Je ne veux pas sous-estimer l’effort que cette mesure peut représenter pour les retraités concernés, même si le contexte de très faible inflation en limite la portée. Néanmoins, je veux indiquer que l’ensemble du pays consent aujourd'hui à un effort pour l’emploi, en particulier pour l’emploi des plus jeunes. Cet effort est limité mais significatif, de sorte que seuls les retraités dont la pension globale est supérieure à 1 200 euros seront mis à contribution.

Au demeurant, je veux rappeler que le Gouvernement a pris des mesures fortes en faveur du pouvoir d’achat des retraités, en particulier des retraités modestes. Je pense à la double revalorisation, en 2014, du minimum vieillesse. Je pense également à la revalorisation de 50 euros de l’aide à l’acquisition d’une complémentaire santé pour les plus de 60 ans ou encore au plan de revalorisation des petites retraites agricoles qui résulte de la réforme des retraites de janvier 2014.

Au cours de l’examen du projet de loi à l’Assemblée nationale, le gel de l’allocation de logement familiale qui figurait dans le texte initial a été supprimé, à la suite de l’adoption d’amendements déposés par les députés socialistes. Ce report de revalorisation ne figure pas dans le texte soumis aujourd’hui à votre examen, le Gouvernement ayant accepté ces amendements.

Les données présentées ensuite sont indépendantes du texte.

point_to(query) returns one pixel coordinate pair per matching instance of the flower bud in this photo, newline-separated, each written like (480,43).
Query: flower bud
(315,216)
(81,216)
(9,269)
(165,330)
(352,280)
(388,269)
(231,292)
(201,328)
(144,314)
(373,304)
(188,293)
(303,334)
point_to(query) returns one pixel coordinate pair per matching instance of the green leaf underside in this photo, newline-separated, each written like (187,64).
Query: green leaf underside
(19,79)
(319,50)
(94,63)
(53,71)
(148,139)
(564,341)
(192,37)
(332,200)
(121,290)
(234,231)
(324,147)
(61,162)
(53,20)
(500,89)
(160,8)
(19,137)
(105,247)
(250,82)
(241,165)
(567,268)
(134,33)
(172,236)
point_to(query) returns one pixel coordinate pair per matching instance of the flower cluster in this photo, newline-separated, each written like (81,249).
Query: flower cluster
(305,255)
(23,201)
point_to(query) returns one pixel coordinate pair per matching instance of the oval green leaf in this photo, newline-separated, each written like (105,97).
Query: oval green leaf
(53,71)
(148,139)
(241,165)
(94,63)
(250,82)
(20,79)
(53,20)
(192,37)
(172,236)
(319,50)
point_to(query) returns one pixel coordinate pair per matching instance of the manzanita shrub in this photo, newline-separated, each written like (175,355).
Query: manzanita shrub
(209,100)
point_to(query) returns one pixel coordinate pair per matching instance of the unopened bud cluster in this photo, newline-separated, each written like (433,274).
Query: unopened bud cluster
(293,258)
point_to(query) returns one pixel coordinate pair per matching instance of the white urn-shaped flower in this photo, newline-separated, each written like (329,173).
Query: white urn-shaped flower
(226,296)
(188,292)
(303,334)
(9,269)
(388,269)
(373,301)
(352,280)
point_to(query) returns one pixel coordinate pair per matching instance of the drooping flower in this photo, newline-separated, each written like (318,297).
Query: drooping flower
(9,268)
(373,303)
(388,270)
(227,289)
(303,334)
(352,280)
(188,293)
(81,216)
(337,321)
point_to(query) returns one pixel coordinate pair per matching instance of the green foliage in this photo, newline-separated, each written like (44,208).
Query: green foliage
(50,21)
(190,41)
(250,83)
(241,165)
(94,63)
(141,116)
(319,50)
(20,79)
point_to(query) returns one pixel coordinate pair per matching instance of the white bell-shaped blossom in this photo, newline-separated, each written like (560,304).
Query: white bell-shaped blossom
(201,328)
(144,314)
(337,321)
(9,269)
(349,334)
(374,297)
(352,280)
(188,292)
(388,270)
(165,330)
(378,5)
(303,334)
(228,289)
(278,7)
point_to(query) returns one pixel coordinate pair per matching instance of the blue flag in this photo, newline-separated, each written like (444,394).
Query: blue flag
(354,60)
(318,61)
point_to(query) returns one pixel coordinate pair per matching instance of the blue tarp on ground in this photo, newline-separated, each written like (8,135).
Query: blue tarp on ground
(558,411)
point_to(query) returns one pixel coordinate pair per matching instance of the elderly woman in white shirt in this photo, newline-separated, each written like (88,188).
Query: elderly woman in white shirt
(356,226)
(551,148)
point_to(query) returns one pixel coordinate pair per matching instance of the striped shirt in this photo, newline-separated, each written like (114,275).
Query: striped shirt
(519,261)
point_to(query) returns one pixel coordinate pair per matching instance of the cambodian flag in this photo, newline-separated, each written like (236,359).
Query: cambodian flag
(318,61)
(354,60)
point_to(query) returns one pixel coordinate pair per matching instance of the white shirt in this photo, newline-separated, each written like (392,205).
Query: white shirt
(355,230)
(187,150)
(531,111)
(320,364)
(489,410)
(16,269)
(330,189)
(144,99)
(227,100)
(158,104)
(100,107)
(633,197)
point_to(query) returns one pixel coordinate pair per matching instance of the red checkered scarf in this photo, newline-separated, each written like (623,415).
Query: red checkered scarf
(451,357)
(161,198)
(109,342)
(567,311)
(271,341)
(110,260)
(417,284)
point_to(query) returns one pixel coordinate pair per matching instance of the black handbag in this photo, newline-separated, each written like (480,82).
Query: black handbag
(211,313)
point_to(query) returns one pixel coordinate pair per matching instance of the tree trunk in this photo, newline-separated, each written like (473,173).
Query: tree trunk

Les efforts d’économies engagés par le Gouvernement concernent également l’assurance maladie. Sur ce plan, le présent projet de loi tire les conséquences de la sous-exécution de l’ONDAM 2013, en revoyant l’ONDAM 2014, qui s’établira donc à 178, 3 milliards d’euros. J’y insiste, cette mesure ne remet pas en cause le taux de progression de 2, 4 % de l’ONDAM – l’objectif national des dépenses d’assurance maladie – qui avait été voté lors de l’examen du projet de loi de financement de la sécurité sociale pour 2014.

Par ailleurs, l’Assemblée nationale a adopté un amendement permettant de sécuriser les conditions dans lesquelles une recommandation temporaire d’utilisation peut être utilisée pour permettre la prescription d’une spécialité pharmaceutique en dehors de son autorisation de mise sur le marché.